TSR: "The NIE is about three years too late."
WOLF BLITZER: So is the terror report telling Iraqis anything they don't know already?
Who better to ask that than our man on the ground in Baghdad.
And joining us now, our correspondent in Baghdad, Michael Ware -- Michael, among other things, this National Intelligence Estimate report suggests that Al Qaeda is seeking to leverage al Qaeda in Iraq for attacks against U.S. targets outside of Iraq.
Now, you've actually reported on this extensively. You've met with al Qaeda operatives inside Iraq.
Is that your assessment as well?
MICHAEL WARE, CNN CORRESPONDENT: Well, let me say this first, Wolf. I mean, that statement in the NIE is about three years too late. The fact that al Qaeda has reorganized itself through the war in Iraq that America handed it on a silver platter in its own backyard, that the war here through al Qaeda in Iraq has energized the jihadi community across the globe, that it has produced a whole new generation of jihadis -- bolder, more brazen and more brutal and more committed, if that's at all possible, than the generation before it -- is old news.

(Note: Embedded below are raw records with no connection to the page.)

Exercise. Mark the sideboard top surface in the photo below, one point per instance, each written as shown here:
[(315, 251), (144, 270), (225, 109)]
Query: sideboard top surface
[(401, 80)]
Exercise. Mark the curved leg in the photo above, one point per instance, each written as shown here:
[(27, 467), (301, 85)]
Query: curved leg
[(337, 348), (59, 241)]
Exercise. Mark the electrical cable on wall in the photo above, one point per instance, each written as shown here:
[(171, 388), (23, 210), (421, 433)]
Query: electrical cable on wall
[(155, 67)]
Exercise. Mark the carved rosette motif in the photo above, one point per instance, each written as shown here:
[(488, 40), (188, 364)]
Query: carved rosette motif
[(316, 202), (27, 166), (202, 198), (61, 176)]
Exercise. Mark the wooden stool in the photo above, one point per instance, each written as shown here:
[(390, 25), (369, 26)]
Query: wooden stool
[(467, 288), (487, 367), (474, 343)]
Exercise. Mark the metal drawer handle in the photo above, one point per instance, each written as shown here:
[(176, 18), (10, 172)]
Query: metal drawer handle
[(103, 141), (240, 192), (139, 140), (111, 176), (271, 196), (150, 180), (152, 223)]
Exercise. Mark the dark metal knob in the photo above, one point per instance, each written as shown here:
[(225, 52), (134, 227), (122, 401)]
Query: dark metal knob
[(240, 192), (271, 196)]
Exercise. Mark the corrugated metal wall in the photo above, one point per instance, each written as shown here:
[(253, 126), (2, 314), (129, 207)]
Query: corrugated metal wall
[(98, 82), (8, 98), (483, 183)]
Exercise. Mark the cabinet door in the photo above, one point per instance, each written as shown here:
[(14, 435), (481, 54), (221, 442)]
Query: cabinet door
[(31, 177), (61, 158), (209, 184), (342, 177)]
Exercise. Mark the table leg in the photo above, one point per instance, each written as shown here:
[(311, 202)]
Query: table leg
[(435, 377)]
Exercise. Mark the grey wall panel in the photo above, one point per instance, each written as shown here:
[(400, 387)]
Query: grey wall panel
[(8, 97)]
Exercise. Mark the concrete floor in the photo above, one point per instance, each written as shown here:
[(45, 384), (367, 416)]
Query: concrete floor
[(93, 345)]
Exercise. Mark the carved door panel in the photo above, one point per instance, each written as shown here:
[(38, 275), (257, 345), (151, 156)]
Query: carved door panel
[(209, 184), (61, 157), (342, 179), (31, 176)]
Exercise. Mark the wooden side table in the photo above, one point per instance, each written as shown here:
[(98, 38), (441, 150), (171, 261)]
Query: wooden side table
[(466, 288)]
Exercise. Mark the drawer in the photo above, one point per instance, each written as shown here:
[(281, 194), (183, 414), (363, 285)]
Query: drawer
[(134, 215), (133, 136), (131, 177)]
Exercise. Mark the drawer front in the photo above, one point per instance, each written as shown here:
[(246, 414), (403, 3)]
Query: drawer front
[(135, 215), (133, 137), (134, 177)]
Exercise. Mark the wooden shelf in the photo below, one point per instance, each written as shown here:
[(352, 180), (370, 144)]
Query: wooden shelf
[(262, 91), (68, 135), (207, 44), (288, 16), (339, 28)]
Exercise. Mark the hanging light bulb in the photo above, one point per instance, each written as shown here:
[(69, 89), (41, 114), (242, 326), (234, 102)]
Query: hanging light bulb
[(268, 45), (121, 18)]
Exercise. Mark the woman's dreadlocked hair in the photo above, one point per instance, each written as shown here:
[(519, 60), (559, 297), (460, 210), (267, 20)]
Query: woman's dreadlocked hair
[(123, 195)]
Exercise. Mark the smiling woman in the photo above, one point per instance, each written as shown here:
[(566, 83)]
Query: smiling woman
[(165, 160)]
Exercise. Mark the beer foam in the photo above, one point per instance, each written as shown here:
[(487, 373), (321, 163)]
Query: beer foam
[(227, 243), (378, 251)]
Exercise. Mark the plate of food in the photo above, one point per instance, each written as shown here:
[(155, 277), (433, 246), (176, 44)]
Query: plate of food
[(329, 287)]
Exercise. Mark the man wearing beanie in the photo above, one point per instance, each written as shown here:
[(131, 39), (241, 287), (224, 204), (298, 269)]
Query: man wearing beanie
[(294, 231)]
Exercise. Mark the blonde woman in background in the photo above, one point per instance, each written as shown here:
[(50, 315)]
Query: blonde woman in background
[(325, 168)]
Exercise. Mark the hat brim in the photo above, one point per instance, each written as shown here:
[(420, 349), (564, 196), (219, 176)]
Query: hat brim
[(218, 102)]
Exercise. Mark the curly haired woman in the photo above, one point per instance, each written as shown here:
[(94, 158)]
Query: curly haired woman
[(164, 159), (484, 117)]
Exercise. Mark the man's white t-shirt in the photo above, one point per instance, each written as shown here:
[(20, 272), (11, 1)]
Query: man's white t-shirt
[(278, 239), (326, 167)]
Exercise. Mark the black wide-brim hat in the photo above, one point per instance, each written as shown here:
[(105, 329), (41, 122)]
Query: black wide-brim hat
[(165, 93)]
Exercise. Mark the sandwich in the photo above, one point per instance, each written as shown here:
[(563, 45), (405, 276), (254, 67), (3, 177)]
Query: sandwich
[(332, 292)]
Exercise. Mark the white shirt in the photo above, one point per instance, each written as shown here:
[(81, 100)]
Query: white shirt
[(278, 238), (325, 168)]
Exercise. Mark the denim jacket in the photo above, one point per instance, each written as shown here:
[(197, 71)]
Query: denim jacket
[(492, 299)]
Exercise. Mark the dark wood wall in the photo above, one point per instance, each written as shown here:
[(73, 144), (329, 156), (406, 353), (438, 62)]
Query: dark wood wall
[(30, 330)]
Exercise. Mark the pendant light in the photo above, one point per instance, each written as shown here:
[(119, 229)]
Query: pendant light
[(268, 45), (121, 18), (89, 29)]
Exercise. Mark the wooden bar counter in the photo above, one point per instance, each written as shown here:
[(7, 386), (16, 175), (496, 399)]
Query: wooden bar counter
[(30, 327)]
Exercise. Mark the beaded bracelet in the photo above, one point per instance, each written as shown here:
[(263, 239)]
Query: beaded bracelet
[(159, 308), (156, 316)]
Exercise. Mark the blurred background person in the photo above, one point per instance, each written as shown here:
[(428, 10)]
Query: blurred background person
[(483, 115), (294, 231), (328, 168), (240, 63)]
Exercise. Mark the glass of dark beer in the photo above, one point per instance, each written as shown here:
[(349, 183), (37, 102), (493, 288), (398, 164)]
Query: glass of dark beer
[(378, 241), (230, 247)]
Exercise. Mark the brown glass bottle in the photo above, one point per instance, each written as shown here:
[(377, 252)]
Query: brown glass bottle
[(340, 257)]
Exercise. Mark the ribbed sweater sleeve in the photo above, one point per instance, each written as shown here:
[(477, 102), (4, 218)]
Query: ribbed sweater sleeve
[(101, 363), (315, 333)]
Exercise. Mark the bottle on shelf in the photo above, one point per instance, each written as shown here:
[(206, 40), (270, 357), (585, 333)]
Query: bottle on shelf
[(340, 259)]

We saw that happen back in 2004. Since then, we've seen it nothing but flourish.
The question, though, is: will an attack directly launched from al Qaeda in Iraq against U.S. homeland?
Now many of us were saying back in 2004/2005 if, heaven forbid, there's another 9/11 in America, then of the next 19 hijackers, I'll almost guarantee one of them will be Iraqi. And at least part of the plot will have been hatched here in Iraq.
That being said, while we are seeing the Iraq veterans -- these guy who come and do a six-month tour or a 12-month tour in Iraq, blood themselves against American forces, and go home -- they're creating a whole new momentum back in their homelands, be it here in the Middle East, be it in the Gulf, North Africa or be it back in Europe.
That's being said, also: the true danger of al Qaeda in Iraq is the template or the model it offers. We've seen these bombings in the U.K. Now, these guys never came to Iraq. But as they said themselves, they were inspired by the war here.
Now in the midst of all of this, despite this material, this evidence, we must be aware of the spin -- the smoke and mirrors from the administration, trying to reshape the message on Iraq being specifically about al Qaeda -- America's lingering, most familiar fear, trying to invoke some Pavlovian response from the American public, to fear them into again supporting the war. That doesn't quite hold water -- Wolf.
BLITZER: The outgoing chairman of the Joint Chiefs, General Peter Pace, is there right now. He says in the past 24 hours or so he's been there, he's seen -- in his words -- a sea change, a sea change in the security situation. A very optimistic assessment.
Is that possible?
You've been there for four years. You haven't just been there for 24 hours.
Do you agree with him that there's been this dramatic sea change of improvement?
WARE: Well, with the greatest of respect to General Peter Pace, I mean, I think the general, unfortunately, is suffering from the luxury of distance. And I think he's expecting far too much to be able to peer through the U.S. bubble of protection in which he operates in his brief fleeting visit to Iraq.
I mean his briefings would be in the Green Zone. They would be in formidable American forward operating bases. I know he had a few hours' trip out to Ramadi. Again, he would have been in the embrace of the U.S. military's daunting protection.
You're really not getting a feel for the true situation on the ground.
Is he right about a sea change?
Yes and no. In al-Anbar Province, where he visited, yeah, there's been a sea change. Attacks against U.S. forces by al Qaeda directed or led organizations have dropped from as much as 80 attacks a day to just 7 attacks two days ago.
But why is that?
It's because the military put pressure on al Qaeda, sure. The real answer is that America subcontracted out the fight against al Qaeda to the Baathist insurgents and the tribes. So he doesn't really tell us why that sea change occurred.
Is there a sea change in Baghdad?
Well, if he's seeing one, I'm afraid I'm not. And maybe you can see it from the Green Zone, but you can't see it out here in the red zone where Iraqis live -- Wolf.
BLITZER: All right, Michael, thanks very much.
Michael Ware reporting for us from Baghdad.
WARE: Thank you.
BLITZER: Not mincing any words at all.
Let's go to Jack Cafferty in New York. He's given us his own assessment, what he sees on a day to day basis. He's been there, as we've often pointed out, for more than four years.
CAFFERTY: Well, and I think Michael has no particular vested interest in telling the story one way or the other. I'm not so sure all of the politicians and military types can say the same thing.
With all of this saber rattling about al Qaeda-this and al-Qaeda that, the gut feeling about they might attack us this summer and they're training in Iraq to attack the United States, what if -- what if -- we have 158,000 troops in Iraq.
What if we had spent the last five years with 158,000 soldiers and $500 billion hunting al Qaeda in Afghanistan and in the border regions next to Pakistan?
I wonder if we'd still be hearing all of this stuff about al Qaeda.